Furthermore, for any $A \subset \Omega$,
$$\P(A) = \sum_{\omega\in A} \P(\omega) = {|A| \over |\Omega|}.$$ Thus,
the problem of determining $\P(A)$ is essentially the problem of
counting the number of elements in the set $A$ and the number of
elements in $\Omega$. The subfield of mathematics concerned with
counting the number of elements in a set is known as *combinatorics*.

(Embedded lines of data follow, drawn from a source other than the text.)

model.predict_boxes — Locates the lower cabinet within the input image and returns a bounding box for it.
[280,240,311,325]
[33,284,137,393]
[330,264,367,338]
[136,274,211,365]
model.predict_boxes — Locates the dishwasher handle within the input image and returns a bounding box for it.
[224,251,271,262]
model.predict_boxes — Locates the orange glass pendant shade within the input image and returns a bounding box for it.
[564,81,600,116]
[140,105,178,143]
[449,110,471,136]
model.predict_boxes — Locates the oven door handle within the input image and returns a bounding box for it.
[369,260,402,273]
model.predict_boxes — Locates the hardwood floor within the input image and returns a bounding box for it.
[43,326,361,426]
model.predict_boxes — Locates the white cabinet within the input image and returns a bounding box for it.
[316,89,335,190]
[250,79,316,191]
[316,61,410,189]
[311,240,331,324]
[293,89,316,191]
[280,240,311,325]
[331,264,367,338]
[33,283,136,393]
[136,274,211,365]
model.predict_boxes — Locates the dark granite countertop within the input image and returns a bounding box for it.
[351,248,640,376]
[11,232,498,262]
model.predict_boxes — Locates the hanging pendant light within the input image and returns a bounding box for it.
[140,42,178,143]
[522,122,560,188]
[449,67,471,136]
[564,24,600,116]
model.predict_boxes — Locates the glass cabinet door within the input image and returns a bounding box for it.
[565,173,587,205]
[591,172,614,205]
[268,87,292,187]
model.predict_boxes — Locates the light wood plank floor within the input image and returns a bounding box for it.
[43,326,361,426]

In some cases, such as the one in the following example, the counting
needed is relatively straightforward.
::: example
[]{#dice1 label="dice1"}
Consider the experiment of rolling $2$ dice, one at a time. The sample
space of the experiment can be written
$$\Omega = \left\{ (1, 1), (1, 2), \ldots, (1, 6), (2, 1), \ldots, (2, 6), \ldots, (6, 1), \ldots, (6, 6) \right\}$$
so that it has $36$ elements. Suppose the dice are "fair\", in the sense
that each element of $\Omega$ is equally likely.
Let $A$ denote the event that result of the dice rolling is "doubles\",
i.e., the two numbers rolled are equal, and suppose that we are
interested in the probability of $A$.
As noted previously, the sample space $\Omega$ has $36$ elements. The
event $A$ has $6$ elements, $(1, 1), (2, 2), \ldots, (6, 6)$. Thus, the
probability of rolling doubles is $6/36 = 1/6$.
:::
In other cases, the counting needed is more complicated and it is useful
to apply one of the many well-known results that are used to solve such
counting problems. Here we consider only a few simple ones.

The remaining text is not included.